August 17, 2001, 05:10 AM

Such a Tutorial is really a good idea :)
Most of the parts are useful for any kind of a game -
so I think it's possible to create a first person shooter
(for example) in a few more days.


August 17, 2001, 05:58 AM

Wow Great.... :)
the window title remind on an old bruce lee's
martial art book "how to win a fighting in 7 days"


August 17, 2001, 06:32 AM

Just noticed something funny in the way you use arrays.. =)
Here's a few blocks of your code..

struct cb
char cbc[5];
double cbt[5];
comboBuf.cbc[5] = comboBuf.cbc[4];
//comboBuf.cbt[5] = comboBuf.cbt[4];

And my point is that you declare an array that has 5 elements in it,and you use the sixth..
Allways remember that arrays start from [0].

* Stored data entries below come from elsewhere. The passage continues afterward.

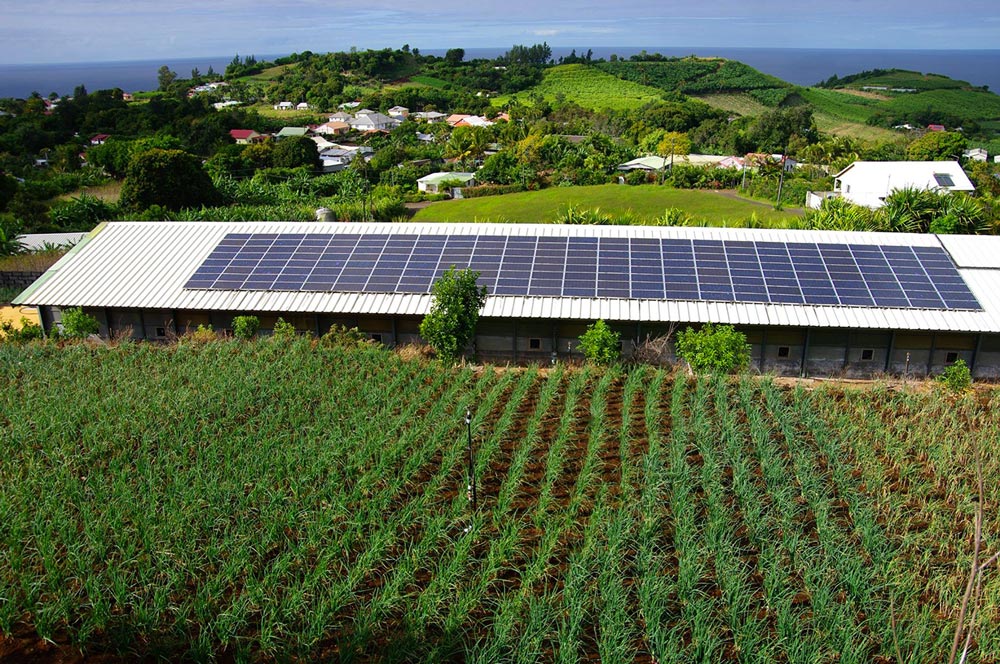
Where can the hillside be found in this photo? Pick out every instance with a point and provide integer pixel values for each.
(588, 87)
(288, 501)
(646, 202)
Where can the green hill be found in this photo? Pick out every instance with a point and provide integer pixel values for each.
(647, 202)
(589, 87)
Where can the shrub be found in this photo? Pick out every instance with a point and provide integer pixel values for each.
(713, 349)
(451, 322)
(956, 378)
(245, 327)
(78, 325)
(283, 329)
(600, 344)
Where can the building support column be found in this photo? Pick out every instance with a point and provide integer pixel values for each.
(892, 349)
(805, 355)
(930, 356)
(515, 341)
(975, 354)
(763, 349)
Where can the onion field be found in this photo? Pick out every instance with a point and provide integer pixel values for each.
(287, 500)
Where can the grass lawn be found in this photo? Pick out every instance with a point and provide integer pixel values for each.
(712, 208)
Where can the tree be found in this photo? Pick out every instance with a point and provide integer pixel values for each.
(600, 344)
(172, 179)
(295, 151)
(713, 349)
(451, 322)
(937, 145)
(165, 77)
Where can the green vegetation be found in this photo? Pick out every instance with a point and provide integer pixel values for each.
(255, 501)
(646, 202)
(245, 327)
(586, 87)
(600, 344)
(957, 378)
(451, 323)
(78, 325)
(714, 349)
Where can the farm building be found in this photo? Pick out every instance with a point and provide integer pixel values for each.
(810, 302)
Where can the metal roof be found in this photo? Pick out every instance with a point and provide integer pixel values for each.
(146, 264)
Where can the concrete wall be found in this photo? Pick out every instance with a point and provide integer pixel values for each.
(781, 351)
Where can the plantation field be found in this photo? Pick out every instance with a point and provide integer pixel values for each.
(285, 500)
(646, 202)
(740, 103)
(970, 104)
(587, 86)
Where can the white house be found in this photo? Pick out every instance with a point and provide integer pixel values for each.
(432, 183)
(651, 163)
(869, 182)
(975, 154)
(373, 121)
(429, 116)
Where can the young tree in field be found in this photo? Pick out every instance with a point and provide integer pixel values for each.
(600, 344)
(713, 349)
(451, 322)
(172, 179)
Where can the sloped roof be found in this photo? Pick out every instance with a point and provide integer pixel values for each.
(146, 265)
(888, 176)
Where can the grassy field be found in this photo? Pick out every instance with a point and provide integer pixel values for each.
(589, 87)
(288, 501)
(740, 103)
(648, 202)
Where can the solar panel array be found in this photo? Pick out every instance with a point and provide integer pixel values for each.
(613, 267)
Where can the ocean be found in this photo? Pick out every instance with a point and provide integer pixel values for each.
(799, 66)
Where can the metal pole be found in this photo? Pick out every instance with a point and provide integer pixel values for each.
(472, 472)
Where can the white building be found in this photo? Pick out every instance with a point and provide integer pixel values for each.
(868, 183)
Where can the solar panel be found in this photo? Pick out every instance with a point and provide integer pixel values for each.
(613, 267)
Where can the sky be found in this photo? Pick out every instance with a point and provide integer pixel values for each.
(49, 31)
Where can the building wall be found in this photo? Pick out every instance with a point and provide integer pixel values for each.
(780, 351)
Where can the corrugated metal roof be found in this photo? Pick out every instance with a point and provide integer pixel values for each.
(145, 265)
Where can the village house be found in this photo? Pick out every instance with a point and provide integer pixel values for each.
(432, 184)
(868, 183)
(245, 136)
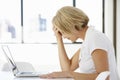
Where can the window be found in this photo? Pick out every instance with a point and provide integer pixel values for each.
(10, 28)
(37, 16)
(94, 10)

Sorry to be a critic but.. =)

Wim Libaers

August 17, 2001, 08:34 AM

I think it would be better to either lower the resolution of the character textures, or increase the resolution of the ground texture. In addition to the problem of no shadows being present, the blurrier ground makes it seem as if it is out of focus, so pretty far from the feet which are rendered sharply (more in focus). Making both equally sharp or blurry will make it more obvious that they're on the ground.


August 17, 2001, 09:02 AM

Dispite the critics, your efforts are commendable. Although I'm a DirectX junkie and probably will not use your tutorials, the concept is great. I think what is interesting is that I bet alot of people telling you x or you should of done y, probably have not completed their own game of this caliber. With this in mind, many people new to OpenGL will appreciate your resource, and you can leave it to them to make some of these "enhancements". But you have done two things in general that are more than commendable:

1. You FINISHED a game.
2. You freely made the source available to others, AND explained the

For these two reasons alone you should be proud of your accomplishment.

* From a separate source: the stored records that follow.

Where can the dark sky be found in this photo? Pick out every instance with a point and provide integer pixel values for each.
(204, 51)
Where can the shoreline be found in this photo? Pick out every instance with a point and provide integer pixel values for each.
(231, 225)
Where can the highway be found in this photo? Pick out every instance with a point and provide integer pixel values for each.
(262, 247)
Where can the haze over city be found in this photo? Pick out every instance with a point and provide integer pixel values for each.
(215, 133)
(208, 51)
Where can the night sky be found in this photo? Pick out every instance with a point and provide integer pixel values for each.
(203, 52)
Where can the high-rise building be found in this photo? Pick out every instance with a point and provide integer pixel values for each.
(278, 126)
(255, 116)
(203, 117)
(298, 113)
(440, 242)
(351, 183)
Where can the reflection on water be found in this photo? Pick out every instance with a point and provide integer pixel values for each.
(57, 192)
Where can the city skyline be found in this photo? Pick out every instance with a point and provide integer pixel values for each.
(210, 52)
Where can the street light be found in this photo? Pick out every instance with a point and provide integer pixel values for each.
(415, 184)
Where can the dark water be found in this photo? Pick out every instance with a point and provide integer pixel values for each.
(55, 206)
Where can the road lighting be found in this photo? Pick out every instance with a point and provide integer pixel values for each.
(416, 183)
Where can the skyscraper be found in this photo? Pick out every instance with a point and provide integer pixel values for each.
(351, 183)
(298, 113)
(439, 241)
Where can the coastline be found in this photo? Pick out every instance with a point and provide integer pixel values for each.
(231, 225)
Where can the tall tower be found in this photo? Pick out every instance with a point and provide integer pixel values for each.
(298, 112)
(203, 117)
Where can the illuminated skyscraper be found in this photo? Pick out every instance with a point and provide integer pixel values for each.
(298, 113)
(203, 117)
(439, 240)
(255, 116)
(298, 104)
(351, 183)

I'm sure you appreciate the feedback of others, and some people have good intentions when they tell you what they think is wrong, but some like to flaunt their intelligence/ego just to seem important. I am in the programming industry, and I see it all the time. If you keep putting out tutorials like this, you will get alot of traffic at your website. Good luck in your endeavors.


August 17, 2001, 09:47 AM

Maybe that this is in general the better way, of buiding a game:
First create the most importat parts, so that the game is playable,and implement other features ( like complex landscape-rendering ) afterwards.
I think, there are many people first implementing as many features as possible in their engine, and then the game will never be finished !
I think a good example for this are all the landscape-engines which are alwas shown here as IOTD.


August 17, 2001, 11:52 AM

slaps himself


August 18, 2001, 05:40 PM

"Throughout the course of the tutorial, a novice programmer who is fluent with NeHes base code and OpenGL will go pro by learning the tricks of the trade behind character animations with Brett Porters PortaLib, DirectMusic and ..."

i like what you're doing. the fact that it's a tutorial is indeed commendable, though i take some offense to the above comment.

one of the issues i have with nehe's bascode (though i also applaud his site because it does get people interested in programming) is that the the hard parts are already done for you. one simply skips over these and takes it for granted without bothering to learn the true nuts and bolts of coding such an application.

the 'pro' developers that i know (read: those who code for paychecks) are not even in the same universe as those people who have only cut and pasted nehe's work and added some features of their own.

i understand that his site is intended to introduce people to opengl (though most often it introduces them to programming as well which is a bad way to start imo) but with that said i find it almost a slap in the face to say people will 'go pro' if they learn some simple algo's from your tutorials. these same 'gone pro' hacks wouldn't even get an interview.